News | 14 April 2016

Life experiences leave lasting impressions for UCSC Provost Alice Yang



Alice Yang, seen at UC Santa Cruz on Friday, is the provost for Stevenson College, associate professor of history, and an advocate for social justice. (Kevin Johnson — Santa Cruz Sentinel)

By Andrew Lachman,

For UC Santa Cruz Stevenson College provost and associate professor of history, Alice Yang, the price of liberty is eternal vigilance combined with social activism and scholarship that illuminates the nation’s triumphs as well as tragic missteps.

“Government must be held accountable for its actions and reminded that the foundation of the country is the protection of everyone’s civil liberties,” Yang, 51, said. “During times of turmoil and threats to national security it is especially critical to guard against hysteria that leads to bigotry and to the demonizing and mistreatment of ethnic minorities.”

Yang personally knows the consequences of fear and oppression.
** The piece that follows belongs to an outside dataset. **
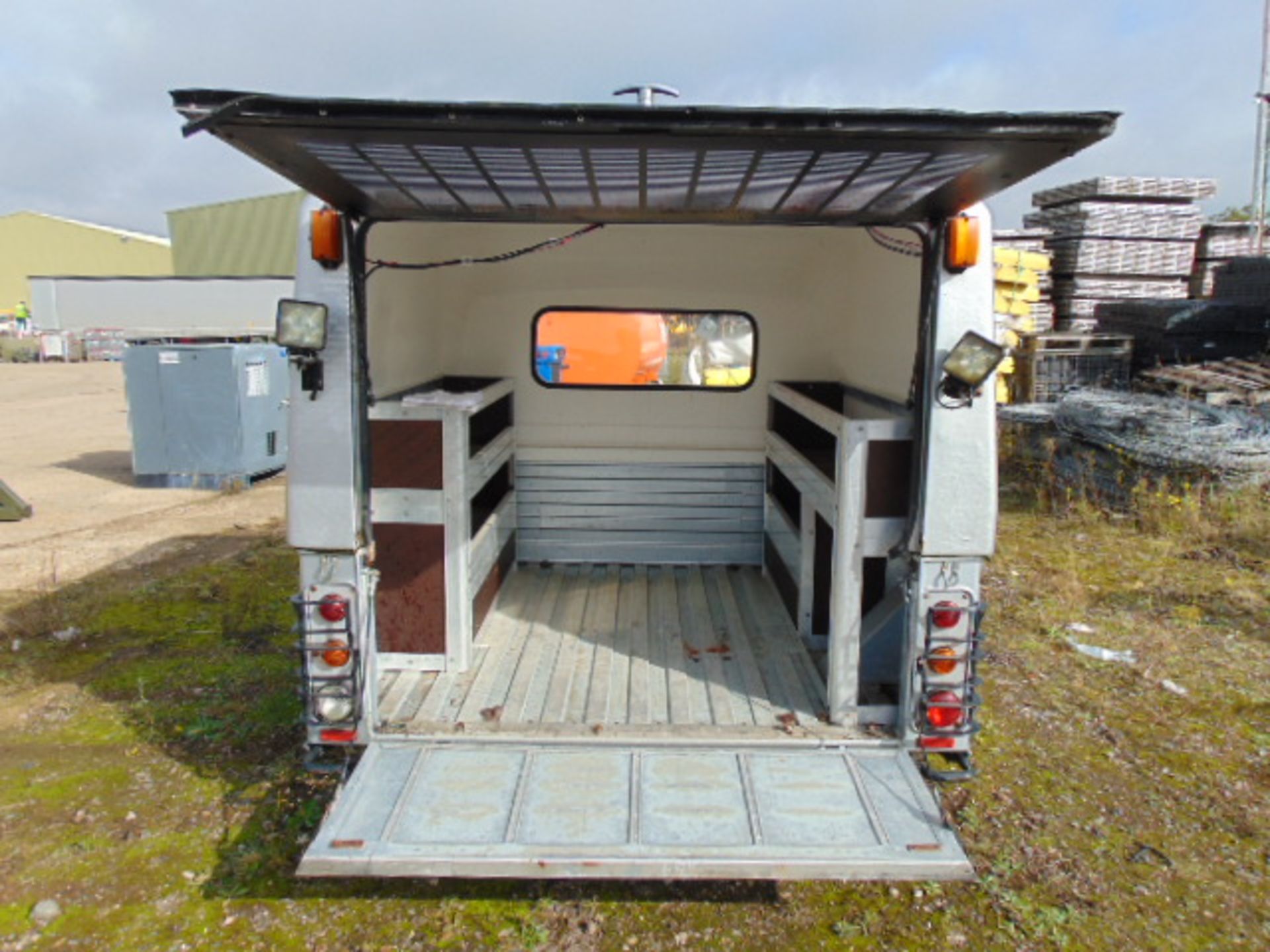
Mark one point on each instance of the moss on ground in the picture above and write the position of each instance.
(150, 778)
Her family fled North Korea and immigrated to South Korea — and later the U.S. — after the Korean War seeking freedom and economic opportunity.

During the Japanese occupation of Korea from 1910 to 1945, Yang said many of her relatives were persecuted and killed. Just for speaking her native Korean language in elementary school, Yang said her mother was scolded and slapped by a teacher.

Growing up in Sacramento, Yang’s parents expected her to excel and to cherish the possibilities that their new life offered. Their advice: “Don’t waste your talent, give your best effort and value the family.”

Yang earned a bachelor’s degree in English and American literature as well as a master’s in teaching social studies from Brown University and a master’s and a doctorate in history from Stanford University.

Initially, Yang intended to study women’s history and the suffrage movement but an exhibit and a forum at the Oakland Museum in which three generations of Japanese-Americans spoke about being uprooted and forced into internment camps during World War II left her stunned. She felt compelled to broaden her focus to include racism and historical incidents of government sanctioned persecution.